What happened is textbook viewpoint discrimination by a state actor. Rutgers is a public university. The First Amendment fully applies. A public university cannot rescind a speaking invitation because others disagree with the speaker’s views – especially views expressed in protected political activity on a matter of grave humanitarian and public concern.
It is also a betrayal of what Rutgers claims to be. The Foundation for Individual Rights and Expression ranks Rutgers-New Brunswick 236th out of 257 American colleges and universities for free speech – an F grade, dropping 38 places in a single year.
I do not believe a speaker of a different background, holding views on a different conflict, would have been treated this way. I am Egyptian-American, and I have spoken publicly for Palestinian civilians. I am the second Arab-American speaker in two years to face a Rutgers campaign over humanitarian advocacy on Gaza. Last year, the institution held the line. This year, it did not.

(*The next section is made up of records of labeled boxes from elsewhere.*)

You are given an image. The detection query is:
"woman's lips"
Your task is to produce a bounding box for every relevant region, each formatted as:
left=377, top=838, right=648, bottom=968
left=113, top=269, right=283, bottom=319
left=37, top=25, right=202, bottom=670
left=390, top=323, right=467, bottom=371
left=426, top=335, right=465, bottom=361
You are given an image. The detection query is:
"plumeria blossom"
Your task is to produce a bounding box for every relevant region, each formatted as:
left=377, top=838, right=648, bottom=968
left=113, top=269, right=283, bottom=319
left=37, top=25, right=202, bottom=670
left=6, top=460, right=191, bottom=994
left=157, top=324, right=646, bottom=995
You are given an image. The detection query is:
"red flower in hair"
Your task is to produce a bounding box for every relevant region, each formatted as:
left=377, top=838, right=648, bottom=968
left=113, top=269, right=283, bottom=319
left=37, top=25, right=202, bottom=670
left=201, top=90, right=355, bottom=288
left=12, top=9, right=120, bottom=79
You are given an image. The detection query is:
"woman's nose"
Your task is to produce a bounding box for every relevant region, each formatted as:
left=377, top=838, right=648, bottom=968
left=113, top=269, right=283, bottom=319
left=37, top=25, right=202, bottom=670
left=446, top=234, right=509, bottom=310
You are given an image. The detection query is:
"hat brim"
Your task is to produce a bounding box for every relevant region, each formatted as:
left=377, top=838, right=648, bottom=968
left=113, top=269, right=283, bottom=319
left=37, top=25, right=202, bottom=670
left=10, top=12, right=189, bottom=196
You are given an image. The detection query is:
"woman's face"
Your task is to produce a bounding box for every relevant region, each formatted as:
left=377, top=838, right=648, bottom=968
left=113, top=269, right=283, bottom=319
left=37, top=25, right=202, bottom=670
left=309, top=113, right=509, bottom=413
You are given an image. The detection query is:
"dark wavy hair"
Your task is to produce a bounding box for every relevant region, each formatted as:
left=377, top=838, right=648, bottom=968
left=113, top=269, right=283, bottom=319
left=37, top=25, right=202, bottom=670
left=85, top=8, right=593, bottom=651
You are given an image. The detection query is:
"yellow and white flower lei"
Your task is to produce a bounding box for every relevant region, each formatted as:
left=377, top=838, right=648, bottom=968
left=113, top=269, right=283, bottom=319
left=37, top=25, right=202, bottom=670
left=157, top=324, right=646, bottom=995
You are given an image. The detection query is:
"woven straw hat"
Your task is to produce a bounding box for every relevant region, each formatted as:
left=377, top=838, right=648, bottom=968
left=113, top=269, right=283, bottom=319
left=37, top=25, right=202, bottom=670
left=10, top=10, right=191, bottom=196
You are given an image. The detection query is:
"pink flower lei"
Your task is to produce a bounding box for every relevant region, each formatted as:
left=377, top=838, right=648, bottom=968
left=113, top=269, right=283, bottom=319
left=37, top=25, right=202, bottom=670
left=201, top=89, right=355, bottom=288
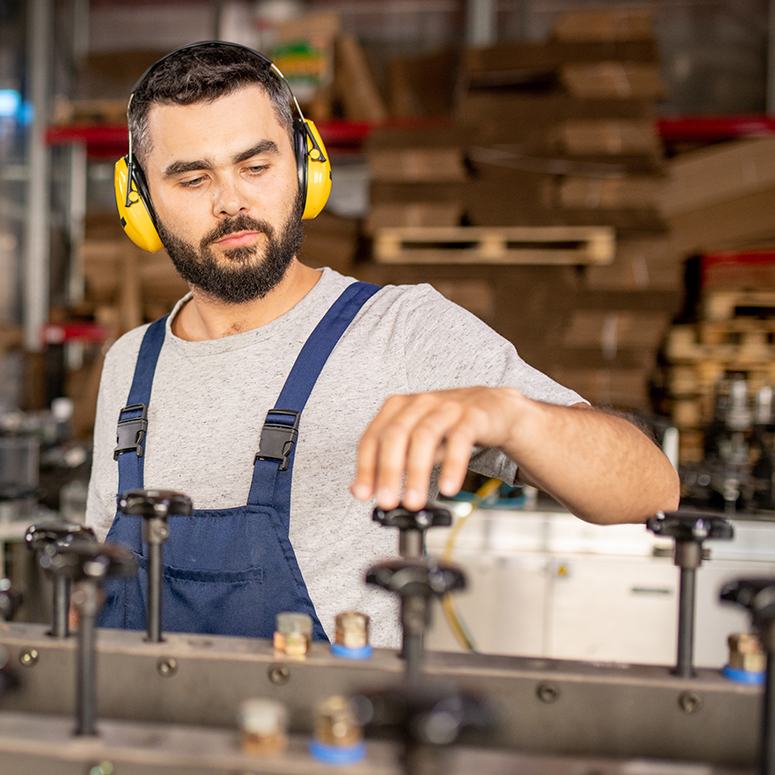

A university is the last institution in American life whose explicit purpose is to be a place where ideas are tested and contested. The four years a student spends on campus are supposed to be where they learn to encounter disagreement without requiring its removal. When a public university models the opposite – when it teaches by its own example that the answer to objection is silencing, and that the answer to the difficulty of defending a speaker is to abolish the institution of having speakers altogether – it is failing not one speaker or one class of students. It is failing the generation of students it was built to serve.
Rami Elghandour is a graduate of Rutgers School of Engineering (2001). He is Chairman and CEO of Arcellx and Executive Producer of The Voice of Hind Rajab & American Doctor.
The views expressed in this article are the author’s own and do not necessarily reflect those of Zeteo.